La conversación entre Rubén Blades y Leonardo Padura abre su libro de entrevistas, ‘Los rostros de la Salsa’. Si uno no conoce a Rubén Blades, o mejor dicho, si conoce solo al artista Rubén Blades que durante ya casi cinco décadas ha ocupado un espacio de privilegio en el firmamento de la música popular y bailable latinoamericana, y también conoce, por supuesto, que este panameño, músico, compositor, arreglista, escritor incluso, ha sido un hombre de una sostenida cercanía cultural y civil con la política (aspirante a la presidencia de su país, ministro allí por cinco años), podría tener la impresión de que en lo esencial sabe quién es, hasta sabe cómo piensa, pero le aseguro que todavía le falta saber algunas cosas importantes sobre él.

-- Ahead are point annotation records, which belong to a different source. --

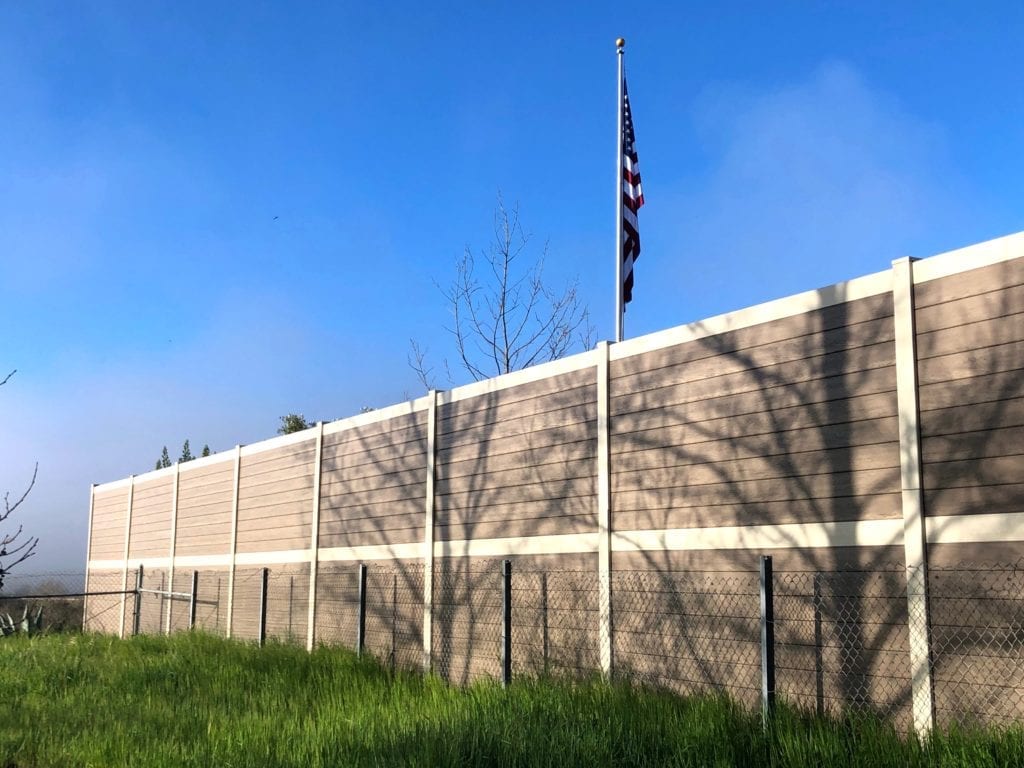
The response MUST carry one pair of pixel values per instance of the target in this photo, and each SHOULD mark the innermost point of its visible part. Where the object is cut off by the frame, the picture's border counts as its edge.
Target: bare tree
(505, 317)
(13, 548)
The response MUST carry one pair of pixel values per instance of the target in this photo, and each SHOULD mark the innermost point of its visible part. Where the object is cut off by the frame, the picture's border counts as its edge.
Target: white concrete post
(174, 538)
(235, 539)
(88, 557)
(603, 510)
(914, 546)
(124, 578)
(314, 541)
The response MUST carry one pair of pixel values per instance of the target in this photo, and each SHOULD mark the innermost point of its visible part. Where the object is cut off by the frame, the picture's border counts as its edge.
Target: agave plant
(30, 624)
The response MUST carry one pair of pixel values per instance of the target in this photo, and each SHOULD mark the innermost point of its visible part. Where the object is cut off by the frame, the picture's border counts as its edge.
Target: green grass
(198, 700)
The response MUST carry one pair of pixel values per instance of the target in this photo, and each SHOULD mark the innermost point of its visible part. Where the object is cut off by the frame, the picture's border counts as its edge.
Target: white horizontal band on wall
(942, 529)
(759, 538)
(859, 288)
(560, 544)
(972, 257)
(412, 550)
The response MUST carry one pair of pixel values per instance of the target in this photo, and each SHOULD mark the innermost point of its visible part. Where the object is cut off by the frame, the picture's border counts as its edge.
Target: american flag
(632, 199)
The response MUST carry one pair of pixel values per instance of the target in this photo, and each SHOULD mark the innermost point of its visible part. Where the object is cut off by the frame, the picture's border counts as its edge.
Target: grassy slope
(197, 700)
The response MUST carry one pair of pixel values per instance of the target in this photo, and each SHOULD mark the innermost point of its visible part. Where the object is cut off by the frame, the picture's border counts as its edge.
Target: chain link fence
(688, 632)
(841, 638)
(977, 624)
(62, 599)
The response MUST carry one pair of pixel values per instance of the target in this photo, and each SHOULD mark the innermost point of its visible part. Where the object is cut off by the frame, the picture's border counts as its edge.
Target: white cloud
(806, 185)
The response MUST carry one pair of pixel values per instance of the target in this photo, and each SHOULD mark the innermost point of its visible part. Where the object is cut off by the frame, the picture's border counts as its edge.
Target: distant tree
(293, 423)
(13, 551)
(164, 460)
(505, 315)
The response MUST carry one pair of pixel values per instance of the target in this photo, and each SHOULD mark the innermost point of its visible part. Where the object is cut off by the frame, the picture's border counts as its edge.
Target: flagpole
(621, 48)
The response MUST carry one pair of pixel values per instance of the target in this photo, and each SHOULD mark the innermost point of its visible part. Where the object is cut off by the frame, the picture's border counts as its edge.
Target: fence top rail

Ese Rubén Blades público y a la vez cercano, icónico y espectacular en su sobriedad, era el que yo conocía, como casi todo el mundo. A ese artista yo había tenido la oportunidad de entrevistarlo muy a principios de la década de 1990, en la ciudad asturiana de Gijón, y hasta de acompañarlo un par de horas en una tarde en que recorría las zapaterías del centro de esa ciudad en busca de lo que venden en un lugar donde podía moverse como un cliente sin que nadie lo reconociera y le expresara respeto o admiración. Y ese Rubén Blades me parecía un tipo justamente admirable.

Pero a veces la vida te da sorpresas, definitivamente. Y el ejercicio de la literatura, bonitas recompensas. Y una de ellas –sorpresa y recompensa juntas- me llegó hace cuatro años cuando, a través de un periodista panameño amigo de Rubén, recibí una invitación para que el músico, lector de mis novelas, y yo, consumidor de su obra, nos encontráramos y planeáramos un posible trabajo en conjunto. Fue entonces cuando mi compañera Lucía y yo entramos en el conocimiento del universo más personal y auténtico de la figura que habíamos escuchado cantar, que admirábamos, al que incluso yo había entrevistado… sin que él recordara muy bien aquel trance lejano.

Desde entonces, por cuestiones laborales y por afinidades personales Lucía y yo hemos sostenido una relación de cercanía con Rubén gracias a la cual hemos podido conocer las verdaderas dimensiones de su coherencia, su generosidad, su inteligencia, su disciplina vital y laboral, y también su integridad ética y humana. Hemos podido comprobar, en cercanía, que Rubén es un gran artista y, sobre todo, una gran persona.

Fue esta última de sus cualidades la que lo impulsó a resistir con generosidad durante varios meses el asedio que significó responder a la entrevista que sigue, indispensable para lo que yo pretendía hacer: una reedición, veinte años después, de un puñado de entrevistas a figuras de la música Salsa o cercanas a ese universo musical.

Porque hoy Rubén es el mejor testigo, todavía protagonista, de lo que han sido los procesos de nacimiento, crecimiento, decadencia comercial y permanencia cultural de un tipo de música que, moviendo los pies de las gentes, también les ha movido por décadas las neuronas y el corazón.

Mirar la Salsa desde las alturas de las postrimerías de la segunda década del siglo XXI, conocer lo que en cada momento significó y ahora todavía significa, y más si es observada desde la perspectiva crítica de esta figura icónica, entrañaba para el libro una necesidad y para mí como entrevistador, un privilegio. Y será para los lectores una inmejorable manera de entrar, veinte años después, en un universo cultural al cual siempre debemos agradecer la creación de un movimiento capaz de englobar la tradición y el presente del Caribe hispano, a través de lo que ha sido su mejor modo de expresión: la música. Y recorrer un pedacito notable de esa manifestación de la mano de ese conocido que vale la pena conocer mejor, que se llama Rubén Blades, el hijo de la cubana Anoland.